Additionally, Aon Re Global said it expects plentiful reinsurance capacity in the Canadian market.
Aons expectations for Canada are in line with what is happening within the global reinsurance market as a whole. According to Aon, the drivers at play in the property catastrophe reinsurance market leading up to the June 1 and July 1 renewals include:
a nearly loss-free reinsurance year in 2006;
restoration of reinsurers’ capital bases;
significant participation in the catastrophe reinsurance business from non-traditional sources such as hedge funds, high net worth individuals, institutional money managers and the asset backed securities market;
US$10-$14 billion of reinsurer capital freed up as a result of additional reimbursement contract capacity provided through the Florida Hurricane Catastrophe Fund, a state-controlled agency that acts as a reinsurer of Florida residential risks;
US$8-$12 billion of reinsurer capital freed up or expected to be freed up from the actual and expected growth of a newly competitive Citizens Property Insurance Corporation, a state-controlled agency that acts as an insurer of Florida residential and commercial risks
substantial easing of a major rating agency’s capital requirements for insurers related to required capital for property catastrophe risks; and
reinsurers improving confidence in the revised catastrophe reinsurance models.

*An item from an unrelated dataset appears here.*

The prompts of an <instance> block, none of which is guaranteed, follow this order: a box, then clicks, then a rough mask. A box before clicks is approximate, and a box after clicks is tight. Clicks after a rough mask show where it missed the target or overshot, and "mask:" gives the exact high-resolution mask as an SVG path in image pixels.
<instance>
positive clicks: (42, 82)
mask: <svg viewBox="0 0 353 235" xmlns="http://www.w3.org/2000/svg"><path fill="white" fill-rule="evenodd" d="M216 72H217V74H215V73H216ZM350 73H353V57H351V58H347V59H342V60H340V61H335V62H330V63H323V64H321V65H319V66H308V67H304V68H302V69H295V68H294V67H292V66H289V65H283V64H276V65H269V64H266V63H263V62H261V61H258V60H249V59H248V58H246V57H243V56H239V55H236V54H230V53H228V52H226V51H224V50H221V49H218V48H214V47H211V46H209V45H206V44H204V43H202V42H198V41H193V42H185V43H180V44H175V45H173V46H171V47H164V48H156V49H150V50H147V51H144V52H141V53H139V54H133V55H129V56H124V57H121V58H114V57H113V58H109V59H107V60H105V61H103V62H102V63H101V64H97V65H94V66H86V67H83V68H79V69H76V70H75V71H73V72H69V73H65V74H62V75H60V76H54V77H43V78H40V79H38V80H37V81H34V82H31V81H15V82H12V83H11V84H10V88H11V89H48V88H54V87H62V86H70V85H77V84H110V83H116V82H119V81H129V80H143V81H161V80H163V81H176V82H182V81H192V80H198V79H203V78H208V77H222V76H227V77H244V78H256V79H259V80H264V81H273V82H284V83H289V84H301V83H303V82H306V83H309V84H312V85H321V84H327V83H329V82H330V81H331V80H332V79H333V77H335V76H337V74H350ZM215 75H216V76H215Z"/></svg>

Factors working contrary to these dynamics include:
increasing pressure for property catastrophe reinsurers to return capital to shareholders as market conditions soften;
the potential for reinsurance industry consolidation and related capital management measures that may reduce capital and capacity; and
expectations that non-traditional investors such as hedge funds will be disciplined as expected returns on collateralized products decrease in line with softening market conditions.